FOXP2 inhibited the EMT of breast cancer cells. (A) The changes of the morphology at day 6 post epidermal growth factor (EGF) treatment (100 ng/ml) in MCF-7 cells were pictured by TE2000S (Nikon, 200×). (B, C) The expression of FOXP2 was downregulated during EGF-induced epithelial-mesenchymal transition (EMT) in MCF-7 cells. MCF-7 cells were treated with EGF (100 ng/ml) and harvested at different time points (day 0, day 3, day 6) post the treatment. The levels of FOXP2, E-cadherin, and Vimentin were examined by Western blotting (B) and qPCR (C), respectively. (D–F) Knockdown of FOXP2 enhanced EMT in MCF-7 cells.

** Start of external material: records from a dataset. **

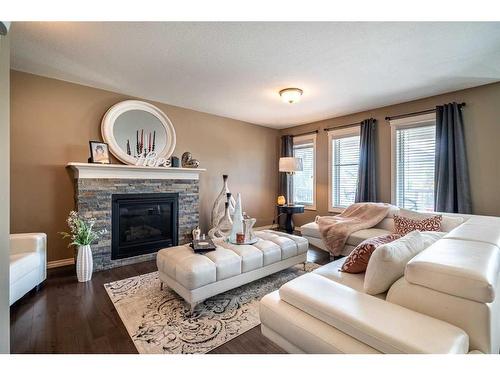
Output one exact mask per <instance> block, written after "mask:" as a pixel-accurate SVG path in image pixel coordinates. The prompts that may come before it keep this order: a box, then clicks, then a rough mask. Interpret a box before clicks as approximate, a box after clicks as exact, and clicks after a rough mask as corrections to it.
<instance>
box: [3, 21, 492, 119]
mask: <svg viewBox="0 0 500 375" xmlns="http://www.w3.org/2000/svg"><path fill="white" fill-rule="evenodd" d="M12 67H13V69H17V70H21V71H26V72H30V73H34V74H39V75H43V76H48V77H53V78H58V79H62V80H65V81H71V82H76V83H81V84H84V85H88V86H93V87H98V88H103V89H107V90H111V91H115V92H120V93H124V94H128V95H132V96H136V97H141V98H145V99H149V100H156V101H160V102H165V103H168V104H173V105H177V106H180V107H185V108H191V109H195V110H198V111H203V112H208V113H213V114H217V115H220V116H226V117H230V118H234V119H239V120H244V121H248V122H251V123H255V124H260V125H265V126H269V127H273V128H284V127H288V126H291V125H297V124H303V123H307V122H312V121H317V120H322V119H326V118H331V117H336V116H340V115H345V114H349V113H354V112H358V111H362V110H366V109H371V108H376V107H381V106H385V105H390V104H395V103H401V102H404V101H408V100H412V99H418V98H422V97H427V96H432V95H436V94H440V93H444V92H449V91H453V90H459V89H463V88H468V87H473V86H479V85H482V84H486V83H491V82H496V81H500V23H498V22H497V23H472V22H471V23H416V22H412V23H380V22H379V23H377V22H371V23H341V22H328V23H309V22H288V23H277V22H276V23H262V22H254V23H241V22H235V23H215V22H214V23H197V22H192V23H191V22H189V23H176V22H165V23H153V22H135V23H128V22H126V23H120V22H89V23H85V22H77V23H75V22H73V23H29V22H21V23H15V24H14V25H13V27H12ZM290 86H292V87H299V88H302V89H303V90H304V95H303V99H302V101H301V102H300V103H298V104H293V105H290V104H285V103H282V102H281V101H280V98H279V96H278V91H279V90H280V89H282V88H285V87H290Z"/></svg>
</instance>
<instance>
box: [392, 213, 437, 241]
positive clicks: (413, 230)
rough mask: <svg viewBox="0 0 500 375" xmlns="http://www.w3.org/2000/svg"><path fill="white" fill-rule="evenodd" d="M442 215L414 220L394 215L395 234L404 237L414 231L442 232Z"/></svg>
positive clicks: (414, 219)
mask: <svg viewBox="0 0 500 375" xmlns="http://www.w3.org/2000/svg"><path fill="white" fill-rule="evenodd" d="M442 219H443V216H442V215H435V216H432V217H428V218H422V219H414V218H410V217H405V216H399V215H394V232H396V233H399V234H402V235H403V236H404V235H405V234H407V233H410V232H412V231H414V230H418V231H421V232H423V231H440V230H441V220H442Z"/></svg>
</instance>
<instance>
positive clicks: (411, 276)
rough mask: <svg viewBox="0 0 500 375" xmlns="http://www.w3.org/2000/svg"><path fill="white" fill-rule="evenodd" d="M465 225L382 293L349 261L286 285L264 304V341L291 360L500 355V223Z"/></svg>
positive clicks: (446, 238)
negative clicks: (285, 352) (373, 289)
mask: <svg viewBox="0 0 500 375" xmlns="http://www.w3.org/2000/svg"><path fill="white" fill-rule="evenodd" d="M453 216H455V217H456V215H453ZM459 216H460V215H459ZM461 217H462V219H463V220H462V221H463V223H462V224H460V225H458V226H457V227H455V228H454V229H451V230H450V231H449V232H448V233H446V234H445V235H444V236H443V237H442V238H441V239H439V240H437V241H436V242H434V243H433V244H432V245H431V246H429V247H428V248H426V249H424V250H423V251H422V252H420V253H419V254H418V255H416V256H415V257H414V258H412V259H411V260H410V261H409V262H408V263H407V265H406V268H405V270H404V275H403V277H401V278H400V279H399V280H397V281H396V282H394V283H393V284H392V286H391V287H390V288H389V290H388V291H387V292H385V293H381V294H379V295H376V296H372V295H368V294H366V293H365V291H364V276H365V274H364V273H362V274H349V273H343V272H340V271H339V268H340V266H341V265H342V263H343V262H344V260H345V258H343V259H339V260H337V261H334V262H331V263H329V264H327V265H325V266H323V267H320V268H318V269H317V270H315V271H313V272H312V273H309V274H306V275H303V276H300V277H298V278H296V279H295V280H292V281H291V282H289V283H287V284H285V285H284V286H283V287H281V288H280V289H279V290H278V291H275V292H273V293H271V294H269V295H267V296H265V297H264V298H263V299H262V301H261V304H260V319H261V322H262V325H261V329H262V333H263V334H264V335H265V336H267V337H268V338H269V339H271V340H272V341H274V342H275V343H276V344H278V345H279V346H281V347H282V348H284V349H285V350H286V351H288V352H291V353H496V354H498V353H499V349H500V296H499V294H500V277H499V274H500V218H495V217H484V216H471V215H467V216H466V215H463V216H461Z"/></svg>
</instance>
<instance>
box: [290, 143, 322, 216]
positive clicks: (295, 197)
mask: <svg viewBox="0 0 500 375" xmlns="http://www.w3.org/2000/svg"><path fill="white" fill-rule="evenodd" d="M293 156H294V157H296V158H301V159H302V171H300V172H295V174H294V175H293V200H294V203H296V204H303V205H304V206H305V208H307V209H311V210H315V209H316V176H315V168H316V134H310V135H304V136H299V137H294V138H293Z"/></svg>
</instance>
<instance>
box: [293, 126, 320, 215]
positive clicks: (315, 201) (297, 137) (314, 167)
mask: <svg viewBox="0 0 500 375" xmlns="http://www.w3.org/2000/svg"><path fill="white" fill-rule="evenodd" d="M316 138H317V133H312V134H305V135H299V136H297V137H293V144H294V146H295V142H306V141H312V144H313V163H314V171H313V204H312V205H308V206H306V205H304V210H310V211H316V201H317V200H316V175H317V170H318V166H317V164H316V159H317V158H316V152H317V148H316ZM292 178H293V176H292ZM293 193H294V192H293V189H292V194H293ZM293 198H294V199H293V201H294V203H295V204H297V203H299V204H300V202H297V201H296V200H295V197H293Z"/></svg>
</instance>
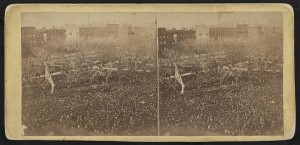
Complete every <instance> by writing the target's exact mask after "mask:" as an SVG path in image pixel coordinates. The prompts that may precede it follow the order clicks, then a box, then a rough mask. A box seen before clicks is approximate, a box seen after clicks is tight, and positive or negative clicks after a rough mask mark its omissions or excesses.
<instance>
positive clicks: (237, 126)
mask: <svg viewBox="0 0 300 145" xmlns="http://www.w3.org/2000/svg"><path fill="white" fill-rule="evenodd" d="M242 86H243V87H241V88H239V89H237V90H234V89H233V90H230V91H214V92H207V93H205V92H203V93H200V94H199V93H198V94H194V95H193V94H187V95H184V94H183V95H179V94H178V93H177V94H175V93H174V91H168V92H164V91H163V90H162V92H161V98H162V100H161V104H160V106H161V107H160V108H161V110H160V111H161V113H160V114H161V126H162V128H164V130H165V132H164V133H167V134H171V135H184V134H185V133H187V132H188V130H189V129H197V130H201V131H202V133H204V134H193V135H207V134H209V133H210V132H214V133H217V134H219V135H278V134H282V132H283V110H282V97H283V96H282V93H283V92H282V90H283V89H282V79H274V78H272V79H271V80H270V81H268V82H267V83H266V84H264V85H253V84H251V83H244V84H242ZM176 128H183V129H181V130H176Z"/></svg>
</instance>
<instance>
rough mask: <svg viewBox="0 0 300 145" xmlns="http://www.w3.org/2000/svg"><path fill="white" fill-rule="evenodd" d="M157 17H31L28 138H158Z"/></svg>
mask: <svg viewBox="0 0 300 145" xmlns="http://www.w3.org/2000/svg"><path fill="white" fill-rule="evenodd" d="M155 22H156V17H155V14H152V13H52V12H51V13H23V14H22V28H21V33H22V35H21V42H22V44H21V47H22V77H23V82H22V88H23V89H22V124H23V125H24V127H25V126H26V128H27V129H26V130H25V131H24V135H127V136H128V135H144V136H146V135H156V134H157V125H156V124H157V121H156V119H157V117H156V116H157V113H156V112H157V110H156V108H157V101H156V98H157V86H156V84H157V81H156V74H157V73H156V72H157V71H156V64H157V63H156V52H157V50H156V39H155V38H156V34H155V33H156V31H155V30H156V23H155Z"/></svg>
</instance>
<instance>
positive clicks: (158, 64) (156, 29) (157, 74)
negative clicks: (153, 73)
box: [155, 13, 160, 136]
mask: <svg viewBox="0 0 300 145" xmlns="http://www.w3.org/2000/svg"><path fill="white" fill-rule="evenodd" d="M155 26H156V27H155V28H156V35H155V36H156V61H157V66H156V73H157V74H156V76H157V136H160V134H159V133H160V130H159V127H160V122H159V121H160V112H159V109H160V108H159V56H158V53H159V45H158V28H157V13H156V19H155Z"/></svg>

MCF-7 cells were infected with one of lentiviral vectors expressing various FOXP2-specific shRNA (Lv-shFOXP2#1, #2, #3) or the control lentiviral vector (Lv-shCon). The stable FOXP2-knockdown MCF-7 cells were selected and harvested for protein and total RNA preparation. The levels of FOXP2, E-cadherin, and Vimentin were examined by Western blotting (D) and qPCR (E). The migration ability of Lv-shCon-infected MCF-7 cells (shCon) and Lv-shFOXP2#2-infected cells (shFOXP2) was measured by the Transwell invasion test and the statistical data are shown on the right (F). (G–I) Overexpression of FOXP2 abolished the mesenchymal phenotype of MDA-MB-231 cells. MDA-MB-231 cells were transfected with pHis-FOXP2 or the control vector pCMV-EGFP. The levels of FOXP2, E-cadherin, and Vimentin were examined by Western blotting (G) and qPCR (H). The migration ability of control vector transfected MDA-MB-231 cells (231) and FOXP2-expressing MDA-MB-231 cells (FOXP2) was measured by the Transwell invasion test and the statistical data are shown on the right (I). The asterisks indicate statistically significant changes: *P ≤ 0.05, **P ≤ 0.01, and ***P ≤ 0.001.